Un’app per il tempo sullo schermo per cervelli ADHD
Con l’ADHD, le app che ti bloccano spesso si ritorcono contro perché il blocco stesso diventa la sfida da battere. Una pausa breve che chiede “perché lo stai aprendo?” lavora con l’impulsività invece che contro di essa. Cortex app è costruita attorno a quella pausa, aggiunge un punteggio e una serie visibili come feedback, e non ti chiude mai fuori.
4,9 ★ · 128 valutazioni su App Store · iOS 17+
Perché il muro continua a perdere
Se hai l’ADHD, probabilmente hai già provato l’opzione forte: codice di Tempo di utilizzo, un blocco, cancellare l’app. E probabilmente hai già trovato il modo di aggirarla in pochi giorni, perché un muro è un enigma, e un enigma è esattamente il tipo di stimolo su cui un cervello ADHD spende volentieri venti minuti. Il blocco non ha fallito perché sei debole; ha fallito perché offriva una sfida.
Una pausa non offre nulla da battere. L’app è a un tocco di distanza; la pausa ti chiede solo di notare il tocco. Non c’è nessuna regola da infrangere, quindi il riflesso di opposizione non ha niente a cui aggrapparsi.
Cosa fanno i cinque secondi
Cortex app alterna brevi micro-interventi: un respiro con vibrazione, una somma a due cifre che digiti, una domanda di cultura generale, oppure uno specchio del tuo comportamento (“quante volte l’hai aperto oggi?”, e poi il numero reale). Per un cervello ADHD, il calcolo digitato e lo specchio tendono a colpire più forte: richiedono un cambio di attenzione, che è precisamente ciò che interrompe un’apertura automatica.
Poi la domanda: lavoro, svago o pilota automatico. Nei nostri stessi dati, chi etichetta un’apertura come “pilota automatico” ha il doppio delle probabilità di non entrare rispetto a chi dice “svago”. Dare un nome all’impulso è l’intervento.
Feedback immediato, perché quello ritardato non funziona
L’ADHD funziona nell’adesso. Un report settimanale da solo è troppo lontano per cambiare un tocco. Cortex app dà un numero che si muove nel momento in cui decidi: il Cortex Score parte da 100 ogni mezzanotte, +1 quando scegli la schermata Home, −2 quando entri. Si azzera ogni giorno, così una brutta serata non seppellisce mai la settimana, e le serie sbloccano traguardi per i giorni buoni consecutivi.
Impostala in modo che sopravviva a una brutta settimana
Monitora un’app, non cinque. Scegli quella che ti divora le mattine; la versione gratuita copre esattamente questo. Tieni la pausa a cinque secondi: abbastanza per notarla, non tanto da farla diventare la nuova cosa contro cui combattere. Attiva il report settimanale: la “peggiore ora” che ti mostra è l’ora attorno a cui organizzarti, e per la maggior parte delle persone è tra le 21 e le 23.

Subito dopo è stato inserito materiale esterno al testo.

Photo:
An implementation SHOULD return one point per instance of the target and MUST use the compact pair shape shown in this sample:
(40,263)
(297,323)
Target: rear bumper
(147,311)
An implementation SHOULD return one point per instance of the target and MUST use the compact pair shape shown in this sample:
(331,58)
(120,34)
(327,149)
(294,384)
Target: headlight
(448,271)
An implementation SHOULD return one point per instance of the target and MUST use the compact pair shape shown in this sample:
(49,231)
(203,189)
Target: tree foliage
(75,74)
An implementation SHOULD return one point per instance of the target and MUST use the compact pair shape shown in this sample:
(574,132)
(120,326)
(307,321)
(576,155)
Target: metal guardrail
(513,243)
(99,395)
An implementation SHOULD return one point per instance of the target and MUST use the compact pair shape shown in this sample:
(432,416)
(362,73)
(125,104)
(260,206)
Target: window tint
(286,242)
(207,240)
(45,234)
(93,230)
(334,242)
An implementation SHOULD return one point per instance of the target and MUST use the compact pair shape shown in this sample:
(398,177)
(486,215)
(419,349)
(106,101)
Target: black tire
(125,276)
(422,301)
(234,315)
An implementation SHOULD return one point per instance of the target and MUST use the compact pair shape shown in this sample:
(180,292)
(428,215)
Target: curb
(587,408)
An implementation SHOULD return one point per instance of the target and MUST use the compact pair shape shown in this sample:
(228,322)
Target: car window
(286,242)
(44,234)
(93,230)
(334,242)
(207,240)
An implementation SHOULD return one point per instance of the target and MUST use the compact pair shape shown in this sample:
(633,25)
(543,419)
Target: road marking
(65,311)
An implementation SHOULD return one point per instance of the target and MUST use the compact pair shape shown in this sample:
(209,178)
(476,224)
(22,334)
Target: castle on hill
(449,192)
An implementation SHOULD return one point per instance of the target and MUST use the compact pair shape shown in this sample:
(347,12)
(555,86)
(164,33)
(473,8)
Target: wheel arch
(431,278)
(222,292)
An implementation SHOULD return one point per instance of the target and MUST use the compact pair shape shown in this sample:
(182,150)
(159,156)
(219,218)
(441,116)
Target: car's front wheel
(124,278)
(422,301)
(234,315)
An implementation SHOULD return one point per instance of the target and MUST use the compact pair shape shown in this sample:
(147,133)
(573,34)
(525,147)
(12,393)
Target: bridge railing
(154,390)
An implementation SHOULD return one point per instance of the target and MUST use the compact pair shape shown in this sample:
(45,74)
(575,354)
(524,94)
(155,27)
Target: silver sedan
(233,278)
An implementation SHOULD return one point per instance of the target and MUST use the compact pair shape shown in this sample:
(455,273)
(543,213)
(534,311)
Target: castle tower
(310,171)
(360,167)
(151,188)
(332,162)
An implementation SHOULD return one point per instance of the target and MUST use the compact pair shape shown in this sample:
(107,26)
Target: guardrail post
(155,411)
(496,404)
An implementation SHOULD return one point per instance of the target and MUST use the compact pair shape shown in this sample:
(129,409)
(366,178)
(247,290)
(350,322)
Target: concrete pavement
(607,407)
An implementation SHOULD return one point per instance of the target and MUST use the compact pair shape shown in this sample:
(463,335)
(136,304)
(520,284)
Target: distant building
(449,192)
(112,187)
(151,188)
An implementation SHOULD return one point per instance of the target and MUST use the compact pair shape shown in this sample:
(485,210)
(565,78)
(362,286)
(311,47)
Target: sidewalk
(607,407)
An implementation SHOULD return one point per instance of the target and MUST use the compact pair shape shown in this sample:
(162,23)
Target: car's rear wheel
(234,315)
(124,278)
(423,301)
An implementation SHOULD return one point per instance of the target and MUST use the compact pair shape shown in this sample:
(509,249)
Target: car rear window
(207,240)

Cortex app è uno strumento di benessere digitale, non un dispositivo medico né una cura per l’ADHD. Se stai seguendo un percorso con un professionista, si affianca a ciò che ti consiglia.
Domande sull’ADHD
Cortex app va bene per l’ADHD?
Con l’ADHD, le app che ti bloccano spesso si ritorcono contro perché il blocco stesso diventa la sfida da battere. Una pausa breve che chiede “perché lo stai aprendo?” lavora con l’impulsività invece che contro di essa. Cortex app è costruita attorno a quella pausa, aggiunge un punteggio e una serie visibili come feedback, e non ti chiude mai fuori.
Toccherò “continua” tutte le volte. E allora?
Allora avrai preso 40 decisioni invece di 40 riflessi, e l’app te lo dice. Il tasso di resistenza della maggior parte delle persone sale dopo la prima settimana, quando i numeri dello specchio smettono di sorprendere e cominciano a dare fastidio.
Posso usarla con un’app che mi blocca?
Sì. C’è chi tiene Opal o il Tempo di inattività per un blocco fisso serale e Cortex app per il resto della giornata. Non mettere entrambi sulla stessa app nello stesso momento.
È una cura?
No. È uno strumento di benessere. Non fa affermazioni mediche e non sostituisce il supporto clinico.